After she lost her youngest son, Dylan, at the Sandy Hook Elementary school shooting, Nicole Hockley received a teddy bear as a gift. On its belly in blue were embroidered the words: “Heaven’s Angel. Dylan Hockley. In Loving Memory.”
“The embroidered teddy bear was one of the gifts sent after the shooting that I held on to,” Hockley tells TODAY.com. “We had over 60,000 teddy bears sent to Newtown, which is part of the outpouring of grief and support and show of love.”

Hockley turned her grief into action by co-founding Sandy Hook Promise, a national nonprofit organization that aims to prevent violence in schools. The group releases a public service announcement every year to remind the public that school shootings are preventable.
The goal is to elicit “an emotional response from the viewers that then inspires them to action,” says Hockley.
This year’s PSA speaks volumes without many words.
In the 90-second video, a young girl spots a sweet-looking teddy bear at a store and brings him home. They color, they play pretend, they ride bikes. The little girl even stops her school bus to give the bear one last hug. Fittingly, Pearl Bailey’s “Best of Friends” song from Disney’s “Fox and the Hound” plays over the sweet scenes.
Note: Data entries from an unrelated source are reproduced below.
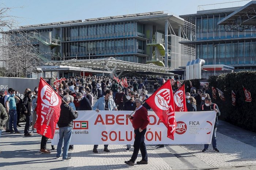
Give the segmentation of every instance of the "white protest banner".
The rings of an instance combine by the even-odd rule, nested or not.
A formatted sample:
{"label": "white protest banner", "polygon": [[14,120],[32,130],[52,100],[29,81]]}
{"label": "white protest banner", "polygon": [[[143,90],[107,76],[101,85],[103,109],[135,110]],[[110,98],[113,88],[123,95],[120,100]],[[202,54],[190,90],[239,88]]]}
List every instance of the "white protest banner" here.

But a flashback to the beginning of the PSA shows viewers that those moments of companionship were nothing but a teddy bear’s dream. The little girl was really purchasing the bear for another purpose entirely.
The music shifts to a somber, instrumental tune as the girl carries the stuffed animal through the rain at night and places him against a fence, along with a sea of flowers, posters and cards.
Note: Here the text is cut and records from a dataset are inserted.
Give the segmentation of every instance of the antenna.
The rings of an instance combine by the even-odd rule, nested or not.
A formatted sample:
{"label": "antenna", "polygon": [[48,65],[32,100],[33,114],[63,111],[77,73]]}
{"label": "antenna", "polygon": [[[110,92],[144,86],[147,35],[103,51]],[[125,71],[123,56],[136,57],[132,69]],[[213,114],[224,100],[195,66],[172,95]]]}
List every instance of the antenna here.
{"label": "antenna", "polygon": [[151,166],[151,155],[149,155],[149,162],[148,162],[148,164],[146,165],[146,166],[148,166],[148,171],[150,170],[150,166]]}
It is a memorial for children who were k!lled in a school shooting.
Across the screen is a chilling thought: “This isn’t the childhood we imagine. But too often it’s the reality.”
To prove this point, we see real-life images of similar memorials:
Robb Elementary School at Uvalde, Texas
Oxford High School in Oxford, Michigan
Marjorie Stoneman Douglas High School in Parkland, Florida
The Covenant School in Nashville, Tennessee
Santa Fe High School in Santa Fe, Texas
Sandy Hook Elementary School, Newtown, Connecticut
Following the montage of images is this simple sentence: “School shootings are preventable.”
Know the signs
“This is something people are so afraid of, but it is not a hopeless cause. These are preventable acts,” explains Hockley
Sandy Hook Promise has a “Know the Signs” program to teach youth and adults how to prevent school violence, shootings and other harmful acts. It has been implemented in 34,000 schools across the country.
Some of the most critical signs include withdrawal from friends and family, bullying, chronic loneliness, social isolation and extreme change in behavior.
“We know that our programs work,” Hockley says. “We’ve prevented over 700 suicides and now 18 credible planned school shooting plots as a direct result of our training and our program.”
She adds, “Everyone can learn the warning signs, and everyone needs to know that gun violence is preventable when you know the signs.”
What parents can do to help
Though the topic of school violence can feel overwhelming, there are small steps parents can take at home to help keep kids safe at school.
In addition to learning the warning signs themselves, parents can teach their children to look for these warning signs.
“And then be that trusted adult for your child, have the conversation: ‘What are you seeing? What are you hearing? Is there anyone you’re concerned about that could need help, that could be being bullied or isolated? Let’s talk about it and help that person,’” Hockley says. “I think it’s about having conversations and leaning in, rather than just being a bystander and letting things happen.”
In addition to role modeling behavior for kids, parents can “also be much more in tuned with their kids’ life, about what they’re seeing and hearing at school or on social media.” By simply having thoughtful conversations with your children, you may play a part in helping prevent violence.
“Teddy bears are a symbol of the innocence and the childhood that’s lost,” Hockley says. “We want to let kids be kids. We want teddy bears to go back to being teddy bears and childhood companions rather than being part of a memorial to school shootings.”